エムレンとオーリングの考えでは、交尾機会がどれくらい独占しやすいかによって、交尾相手が1個体になるか、多数になるかが決まります。
食物が環境中に散らばっていたとしたら、交尾相手が食物にありつくのを制限するのは難しいため、このような状況では一夫多妻はめったに見られないと予想されるのです。
食物が偏って存在していたら、オスは食物を囲い込むことができるので、食物を求めてくるメスを独占することができます。
控えめなメス
ダーウィンの有名な表現に、性に関してメスは「控えめ」で、オスは「積極的」というものがあります。
1972年ロバート・トリヴァースの論文では、控えめ・積極的の代わりに、メスとオスで、資源と労力を次世代に費やすかの差異を重視しているようです。
メスにとって重要なのは、どれだけの数の子をうまく育て上げられるかです。できる限り質の高い子を作ることが自分の遺伝子を最大限次世代に残すことになっています。どのようなオスと交尾するからも非常に重要でしょう。
オスにとっては、可能な限り多くのメスを受精させることが、自分の遺伝子を最大限次世代に残すことにつながります。
隠れたメスの選り好み
メスは精子競争に対し、より積極的なかかわり方をすることが可能です。オスの精子が卵と受精するかの最終決定権を握っているのはメスとなっています。

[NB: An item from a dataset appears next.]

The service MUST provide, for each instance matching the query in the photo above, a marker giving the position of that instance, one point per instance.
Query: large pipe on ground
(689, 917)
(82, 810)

どれだけの数の卵を放出して受精させるか、卵や子にどれだけの資源を与えるかを、父親になるオスの特徴に基づいて決定していることがあります。これらのメカニズムを、隠れたメスの選り好みと呼ばれるものです。
メスにとって魅力的なオスの形質や、メスの繁殖への投資に対し大きな見返りを与えてくれるようなオスの形質が進化します。